What is JSON Validator?
JSON Validator checks whether a JSON string is syntactically valid according to the JSON specification (RFC 8259), reports the exact line and column of any error, and explains what went wrong — so you fix it in seconds instead of scanning hundreds of lines manually.
A single misplaced comma or missing quote breaks an entire JSON document. The validator finds it immediately so you don’t waste time searching by eye.
Common JSON Errors
Trailing Comma
JSON does not allow a comma after the last item in an object or array. JavaScript does; JSON doesn't.
Single Quotes
JSON requires double quotes for strings and keys.

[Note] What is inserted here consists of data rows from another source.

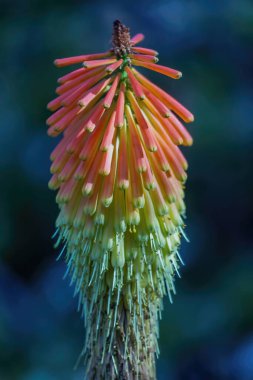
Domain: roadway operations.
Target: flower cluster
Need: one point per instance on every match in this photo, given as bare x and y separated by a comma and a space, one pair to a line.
120, 179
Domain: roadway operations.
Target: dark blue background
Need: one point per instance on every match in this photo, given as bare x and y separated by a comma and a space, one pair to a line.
208, 332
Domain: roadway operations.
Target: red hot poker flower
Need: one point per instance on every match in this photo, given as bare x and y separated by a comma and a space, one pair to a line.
120, 179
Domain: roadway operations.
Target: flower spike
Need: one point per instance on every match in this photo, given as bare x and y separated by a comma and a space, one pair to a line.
120, 179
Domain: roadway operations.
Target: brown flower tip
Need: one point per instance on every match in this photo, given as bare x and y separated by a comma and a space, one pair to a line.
121, 40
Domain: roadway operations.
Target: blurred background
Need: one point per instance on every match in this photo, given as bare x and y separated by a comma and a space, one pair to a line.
208, 332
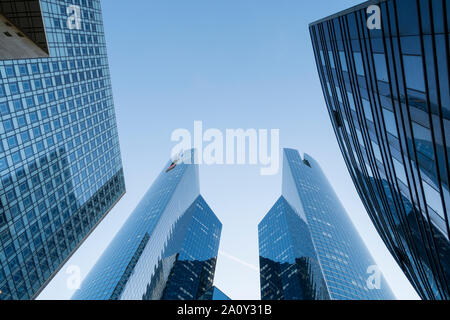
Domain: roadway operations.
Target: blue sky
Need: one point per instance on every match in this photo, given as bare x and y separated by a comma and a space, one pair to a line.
231, 64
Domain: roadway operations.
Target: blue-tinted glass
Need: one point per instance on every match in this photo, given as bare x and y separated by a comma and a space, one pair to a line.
408, 205
167, 249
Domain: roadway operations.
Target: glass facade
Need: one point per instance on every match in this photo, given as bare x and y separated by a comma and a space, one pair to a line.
309, 246
167, 249
215, 294
387, 92
60, 166
289, 268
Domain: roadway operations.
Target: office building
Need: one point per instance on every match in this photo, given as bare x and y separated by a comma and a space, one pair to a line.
309, 247
384, 70
166, 250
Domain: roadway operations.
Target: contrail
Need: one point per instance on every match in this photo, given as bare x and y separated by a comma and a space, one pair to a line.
246, 264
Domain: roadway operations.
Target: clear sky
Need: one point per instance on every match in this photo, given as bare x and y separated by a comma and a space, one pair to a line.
231, 64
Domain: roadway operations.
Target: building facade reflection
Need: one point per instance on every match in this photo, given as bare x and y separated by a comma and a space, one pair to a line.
309, 248
387, 93
166, 250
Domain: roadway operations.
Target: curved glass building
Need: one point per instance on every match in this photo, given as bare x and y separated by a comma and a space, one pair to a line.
167, 249
309, 248
60, 165
384, 69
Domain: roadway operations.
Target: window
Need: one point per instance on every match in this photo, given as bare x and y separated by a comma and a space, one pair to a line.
377, 152
23, 70
10, 72
359, 63
400, 171
433, 199
351, 101
321, 58
380, 66
14, 88
26, 86
17, 105
12, 142
414, 72
8, 125
330, 55
3, 164
4, 109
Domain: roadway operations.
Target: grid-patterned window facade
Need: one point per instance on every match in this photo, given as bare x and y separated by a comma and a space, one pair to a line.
346, 263
60, 166
193, 272
387, 92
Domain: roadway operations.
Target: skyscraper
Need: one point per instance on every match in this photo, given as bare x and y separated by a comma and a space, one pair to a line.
384, 72
309, 248
167, 249
215, 293
60, 166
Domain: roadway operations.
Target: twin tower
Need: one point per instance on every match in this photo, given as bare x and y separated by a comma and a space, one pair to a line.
167, 249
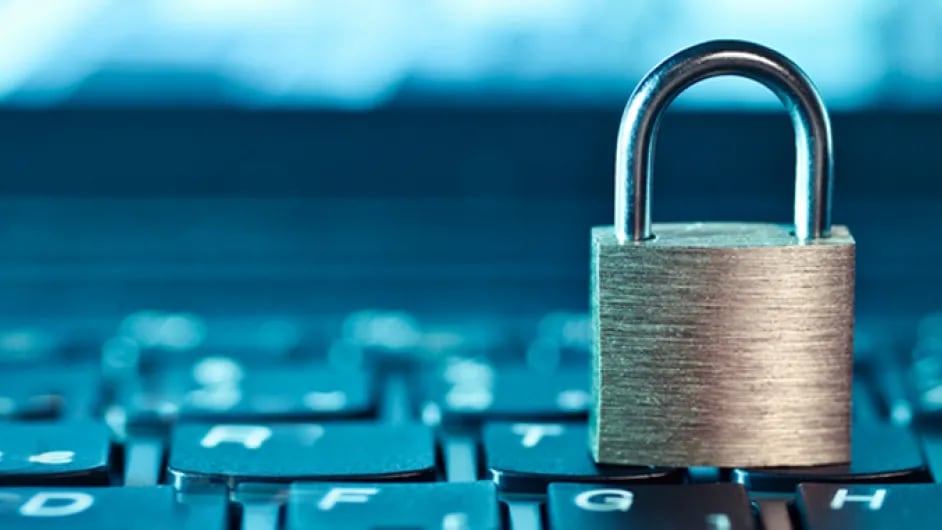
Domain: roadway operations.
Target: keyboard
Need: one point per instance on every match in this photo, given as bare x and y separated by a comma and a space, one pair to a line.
390, 420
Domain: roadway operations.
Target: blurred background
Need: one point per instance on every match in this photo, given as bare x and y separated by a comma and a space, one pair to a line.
443, 158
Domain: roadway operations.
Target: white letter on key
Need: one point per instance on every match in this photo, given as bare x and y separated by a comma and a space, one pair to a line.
532, 433
36, 505
338, 495
874, 501
251, 436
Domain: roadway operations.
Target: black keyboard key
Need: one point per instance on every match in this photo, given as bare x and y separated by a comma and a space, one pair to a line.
219, 389
880, 453
526, 457
439, 506
142, 508
468, 391
54, 454
47, 393
163, 339
232, 454
602, 507
299, 393
869, 507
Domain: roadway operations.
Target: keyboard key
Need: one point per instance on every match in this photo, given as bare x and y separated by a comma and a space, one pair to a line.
143, 508
468, 391
603, 507
218, 389
880, 453
439, 506
526, 457
231, 454
286, 394
869, 507
47, 393
54, 454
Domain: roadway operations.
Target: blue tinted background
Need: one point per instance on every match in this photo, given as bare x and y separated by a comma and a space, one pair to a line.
446, 157
364, 54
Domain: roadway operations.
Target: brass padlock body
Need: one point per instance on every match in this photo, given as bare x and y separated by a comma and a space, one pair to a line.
722, 344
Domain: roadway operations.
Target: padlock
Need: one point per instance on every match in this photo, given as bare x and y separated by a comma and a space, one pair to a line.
722, 344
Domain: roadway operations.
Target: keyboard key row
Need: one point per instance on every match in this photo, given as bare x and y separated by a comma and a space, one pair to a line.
519, 457
475, 505
322, 505
727, 507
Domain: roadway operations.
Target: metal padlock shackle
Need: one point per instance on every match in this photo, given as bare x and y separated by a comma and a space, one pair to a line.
637, 132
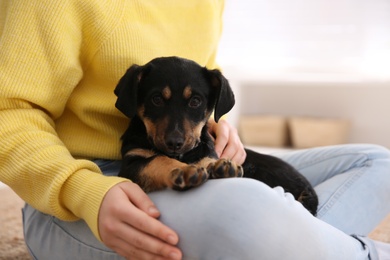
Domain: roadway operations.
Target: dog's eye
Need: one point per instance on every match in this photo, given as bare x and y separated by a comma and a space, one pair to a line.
195, 102
158, 101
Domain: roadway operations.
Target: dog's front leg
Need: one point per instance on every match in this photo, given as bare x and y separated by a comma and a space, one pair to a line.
155, 171
221, 168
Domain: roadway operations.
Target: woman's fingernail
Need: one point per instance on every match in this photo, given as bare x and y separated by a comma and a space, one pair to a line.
174, 256
153, 210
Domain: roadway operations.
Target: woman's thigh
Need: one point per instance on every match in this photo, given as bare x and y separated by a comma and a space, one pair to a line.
352, 182
222, 219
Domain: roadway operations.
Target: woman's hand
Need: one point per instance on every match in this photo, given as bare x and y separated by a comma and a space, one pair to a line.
227, 142
128, 224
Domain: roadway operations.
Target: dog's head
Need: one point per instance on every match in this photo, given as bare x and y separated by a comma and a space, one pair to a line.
174, 97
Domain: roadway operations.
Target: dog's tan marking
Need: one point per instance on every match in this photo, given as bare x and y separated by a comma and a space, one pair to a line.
157, 174
140, 152
167, 93
187, 92
206, 161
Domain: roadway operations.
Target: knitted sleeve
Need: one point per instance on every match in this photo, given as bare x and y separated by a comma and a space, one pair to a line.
40, 65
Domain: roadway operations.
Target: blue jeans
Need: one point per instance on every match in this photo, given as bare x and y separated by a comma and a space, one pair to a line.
241, 218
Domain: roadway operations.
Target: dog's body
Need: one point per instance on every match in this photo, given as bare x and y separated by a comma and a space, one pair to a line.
167, 144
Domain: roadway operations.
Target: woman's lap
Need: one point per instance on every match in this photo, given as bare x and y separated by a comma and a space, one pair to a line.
244, 218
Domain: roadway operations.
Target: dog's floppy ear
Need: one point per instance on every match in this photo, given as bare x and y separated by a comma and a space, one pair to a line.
224, 94
126, 91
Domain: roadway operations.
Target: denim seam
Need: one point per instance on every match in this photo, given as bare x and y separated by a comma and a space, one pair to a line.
344, 187
79, 241
323, 158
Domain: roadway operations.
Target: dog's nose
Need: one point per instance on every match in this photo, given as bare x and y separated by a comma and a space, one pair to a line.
175, 143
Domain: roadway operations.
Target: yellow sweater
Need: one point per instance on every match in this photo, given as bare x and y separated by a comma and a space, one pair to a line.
59, 64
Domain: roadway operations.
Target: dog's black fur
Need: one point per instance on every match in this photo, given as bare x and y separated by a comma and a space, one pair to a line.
167, 144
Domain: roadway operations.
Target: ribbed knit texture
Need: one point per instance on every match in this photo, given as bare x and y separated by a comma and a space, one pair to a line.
59, 64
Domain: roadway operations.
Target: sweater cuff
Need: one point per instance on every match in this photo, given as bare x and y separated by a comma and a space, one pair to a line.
83, 194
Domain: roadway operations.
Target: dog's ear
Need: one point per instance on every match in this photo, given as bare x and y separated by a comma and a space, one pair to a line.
126, 91
224, 101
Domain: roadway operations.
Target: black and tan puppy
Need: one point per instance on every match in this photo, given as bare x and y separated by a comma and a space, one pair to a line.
167, 144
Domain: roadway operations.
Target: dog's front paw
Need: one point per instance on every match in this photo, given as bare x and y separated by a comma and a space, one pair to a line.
188, 177
224, 168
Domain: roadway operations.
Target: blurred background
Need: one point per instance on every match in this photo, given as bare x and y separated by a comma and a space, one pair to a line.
324, 62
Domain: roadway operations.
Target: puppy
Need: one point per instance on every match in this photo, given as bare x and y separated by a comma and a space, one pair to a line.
167, 143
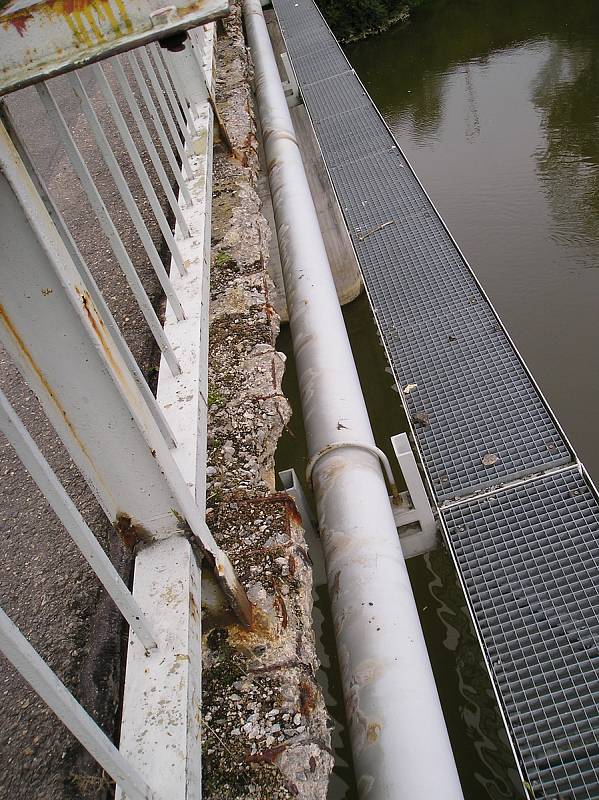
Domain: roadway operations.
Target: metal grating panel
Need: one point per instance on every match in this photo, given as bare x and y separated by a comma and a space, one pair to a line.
477, 397
529, 555
529, 558
351, 136
333, 96
313, 66
476, 415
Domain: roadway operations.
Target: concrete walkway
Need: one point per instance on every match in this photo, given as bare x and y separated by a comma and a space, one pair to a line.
45, 585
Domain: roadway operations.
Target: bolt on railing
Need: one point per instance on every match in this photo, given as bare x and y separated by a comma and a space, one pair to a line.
144, 457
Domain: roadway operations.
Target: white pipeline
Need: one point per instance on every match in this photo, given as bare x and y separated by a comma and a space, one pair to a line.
400, 744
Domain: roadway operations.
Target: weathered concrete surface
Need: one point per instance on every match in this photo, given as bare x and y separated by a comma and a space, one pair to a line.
45, 585
265, 724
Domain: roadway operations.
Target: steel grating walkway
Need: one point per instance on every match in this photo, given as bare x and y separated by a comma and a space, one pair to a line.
519, 512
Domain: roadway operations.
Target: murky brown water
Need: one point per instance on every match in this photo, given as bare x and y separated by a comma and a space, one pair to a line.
496, 104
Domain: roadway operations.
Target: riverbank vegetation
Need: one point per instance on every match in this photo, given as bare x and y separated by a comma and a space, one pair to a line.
356, 19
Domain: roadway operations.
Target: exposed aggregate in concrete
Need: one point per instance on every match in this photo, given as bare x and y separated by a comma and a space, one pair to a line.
266, 733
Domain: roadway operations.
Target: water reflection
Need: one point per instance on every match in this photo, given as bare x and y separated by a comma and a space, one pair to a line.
497, 106
484, 758
566, 93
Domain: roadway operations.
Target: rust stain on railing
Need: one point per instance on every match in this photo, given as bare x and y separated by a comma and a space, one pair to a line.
76, 13
12, 330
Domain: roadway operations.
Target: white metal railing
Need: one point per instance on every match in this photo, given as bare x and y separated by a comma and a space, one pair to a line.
144, 457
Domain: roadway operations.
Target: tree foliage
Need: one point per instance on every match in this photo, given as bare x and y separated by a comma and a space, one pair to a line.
352, 19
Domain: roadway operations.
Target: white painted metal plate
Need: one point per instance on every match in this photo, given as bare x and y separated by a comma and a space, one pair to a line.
41, 38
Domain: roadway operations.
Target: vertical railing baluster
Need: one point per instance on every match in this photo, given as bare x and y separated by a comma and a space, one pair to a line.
159, 127
125, 87
160, 68
86, 276
124, 191
109, 228
179, 90
54, 693
166, 110
138, 165
64, 508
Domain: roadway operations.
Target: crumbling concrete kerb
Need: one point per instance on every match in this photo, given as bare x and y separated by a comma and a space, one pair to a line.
265, 725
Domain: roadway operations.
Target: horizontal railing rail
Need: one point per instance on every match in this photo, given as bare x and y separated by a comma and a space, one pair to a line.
143, 456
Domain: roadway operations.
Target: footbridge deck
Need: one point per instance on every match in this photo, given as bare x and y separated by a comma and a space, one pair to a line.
518, 510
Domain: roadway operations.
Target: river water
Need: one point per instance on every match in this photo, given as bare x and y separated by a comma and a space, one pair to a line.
496, 105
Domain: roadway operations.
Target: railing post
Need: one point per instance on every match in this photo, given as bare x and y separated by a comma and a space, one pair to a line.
54, 693
60, 343
150, 683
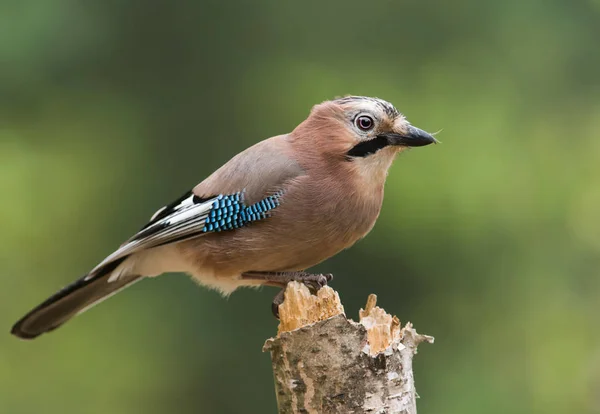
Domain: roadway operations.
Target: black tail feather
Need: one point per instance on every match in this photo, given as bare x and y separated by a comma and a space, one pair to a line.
70, 301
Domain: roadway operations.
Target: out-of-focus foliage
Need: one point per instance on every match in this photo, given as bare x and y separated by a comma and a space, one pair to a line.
490, 241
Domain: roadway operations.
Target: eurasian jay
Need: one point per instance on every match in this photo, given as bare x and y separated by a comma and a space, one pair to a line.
274, 210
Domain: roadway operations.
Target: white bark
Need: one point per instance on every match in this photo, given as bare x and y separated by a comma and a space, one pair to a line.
326, 363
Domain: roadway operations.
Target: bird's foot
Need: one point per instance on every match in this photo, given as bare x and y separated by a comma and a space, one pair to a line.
313, 282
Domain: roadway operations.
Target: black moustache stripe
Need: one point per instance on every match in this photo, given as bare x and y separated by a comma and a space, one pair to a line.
368, 147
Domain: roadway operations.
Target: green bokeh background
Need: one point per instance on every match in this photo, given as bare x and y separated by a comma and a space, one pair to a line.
490, 242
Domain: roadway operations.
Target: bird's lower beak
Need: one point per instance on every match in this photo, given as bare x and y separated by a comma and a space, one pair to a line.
414, 137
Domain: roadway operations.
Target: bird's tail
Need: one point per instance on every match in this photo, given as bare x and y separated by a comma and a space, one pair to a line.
70, 301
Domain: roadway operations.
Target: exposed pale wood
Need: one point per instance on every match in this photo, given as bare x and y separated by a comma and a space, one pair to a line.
326, 363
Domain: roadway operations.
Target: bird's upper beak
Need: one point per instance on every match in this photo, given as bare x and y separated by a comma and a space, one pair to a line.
414, 137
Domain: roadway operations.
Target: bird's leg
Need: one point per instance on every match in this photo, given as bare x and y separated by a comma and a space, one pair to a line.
314, 282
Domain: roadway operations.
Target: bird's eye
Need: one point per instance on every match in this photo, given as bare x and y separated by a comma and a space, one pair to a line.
364, 123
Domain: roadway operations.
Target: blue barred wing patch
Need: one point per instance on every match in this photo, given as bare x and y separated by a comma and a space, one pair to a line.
191, 216
229, 212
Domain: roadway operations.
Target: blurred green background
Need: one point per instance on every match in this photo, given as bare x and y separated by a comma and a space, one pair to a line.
490, 242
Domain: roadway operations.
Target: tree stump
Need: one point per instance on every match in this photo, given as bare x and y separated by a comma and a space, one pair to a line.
326, 363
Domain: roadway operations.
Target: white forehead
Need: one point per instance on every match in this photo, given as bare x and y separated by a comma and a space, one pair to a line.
375, 106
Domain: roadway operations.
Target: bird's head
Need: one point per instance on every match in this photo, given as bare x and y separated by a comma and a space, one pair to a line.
363, 131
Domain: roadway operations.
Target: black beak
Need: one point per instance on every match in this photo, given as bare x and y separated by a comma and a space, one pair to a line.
414, 137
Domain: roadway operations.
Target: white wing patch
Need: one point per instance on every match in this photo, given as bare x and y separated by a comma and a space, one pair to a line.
185, 220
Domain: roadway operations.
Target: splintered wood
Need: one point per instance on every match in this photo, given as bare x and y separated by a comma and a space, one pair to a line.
382, 328
324, 363
301, 308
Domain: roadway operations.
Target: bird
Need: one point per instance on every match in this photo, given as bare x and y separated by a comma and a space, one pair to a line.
270, 213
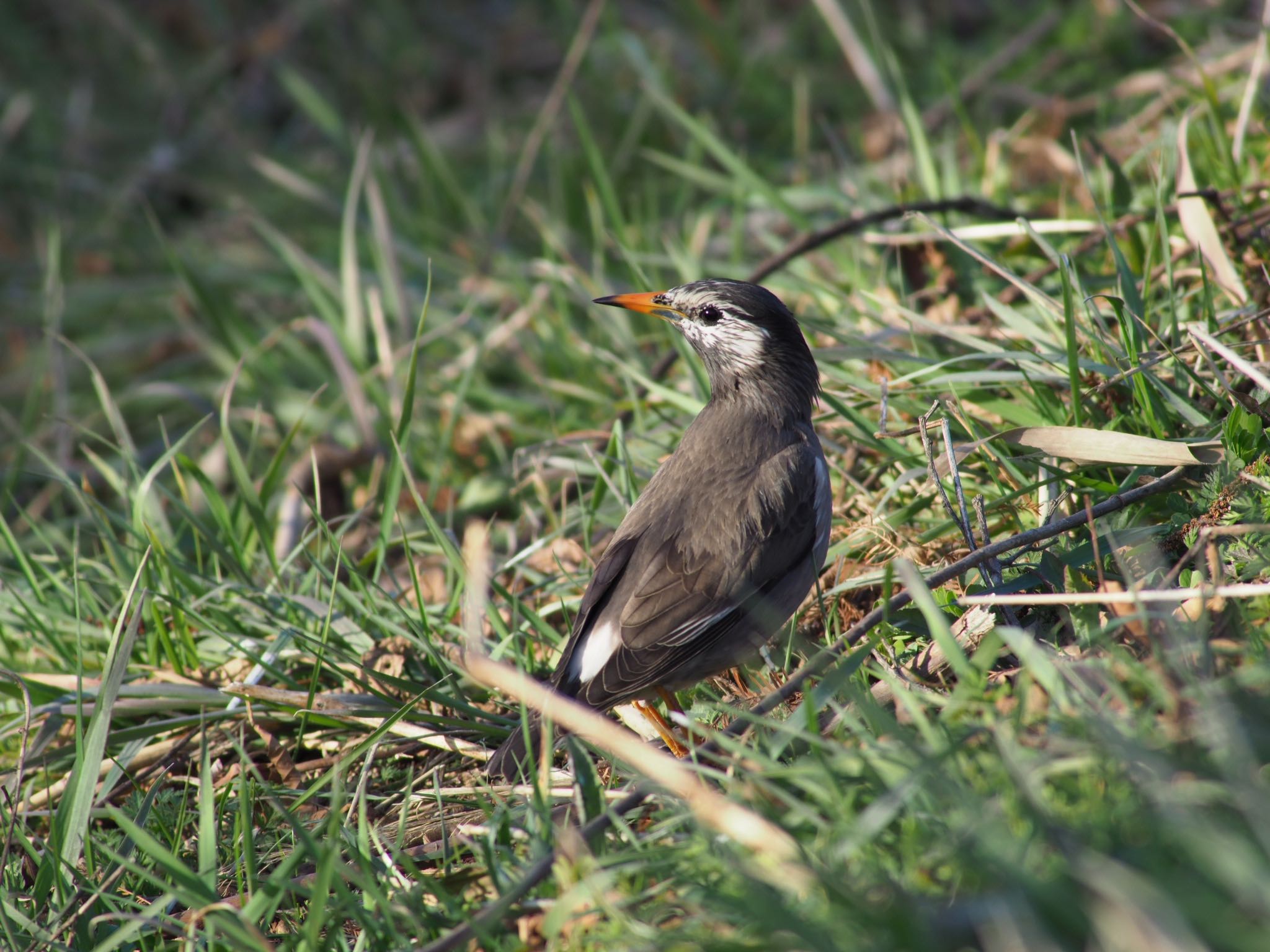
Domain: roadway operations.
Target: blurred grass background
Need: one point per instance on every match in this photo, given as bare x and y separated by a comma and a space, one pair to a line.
295, 293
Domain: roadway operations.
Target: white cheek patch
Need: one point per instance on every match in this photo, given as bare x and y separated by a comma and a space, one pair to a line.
597, 646
739, 345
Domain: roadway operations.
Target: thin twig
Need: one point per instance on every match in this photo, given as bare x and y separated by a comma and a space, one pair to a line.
20, 770
1117, 598
849, 226
1160, 358
812, 668
928, 447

Single quotes are a JavaScript-only extension.
Unquoted Keys
Object keys must always be in double quotes: {"key": "value"} not {key: "value"}.
Missing Comma
Every item in an array or object must be separated by a comma except the last.
Undefined / NaN
JSON only supports null, not JavaScript's undefined or NaN. These must be replaced with null or removed.
How to Use JSON Validator
Paste your JSON
Paste any JSON string into the input field — API response, config file, or data payload.
Validate instantly
A green badge means valid JSON. A red badge shows the first error with line number.
Read the error
The error message explains what's wrong: 'Unexpected token' or 'Expected comma after value'.
Fix and revalidate
Edit the JSON in place and the validator updates immediately as you type.
Valid vs Invalid Examples
Invalid (trailing comma):
{
"name": "Alice",
"age": 30,
}
Valid:
{
"name": "Alice",
"age": 30
}
Tips & Common Mistakes
Validate API responses during development. Paste the raw response body here before writing code to parse it. You’ll catch unexpected nulls, type mismatches, and malformed data before they cause runtime errors.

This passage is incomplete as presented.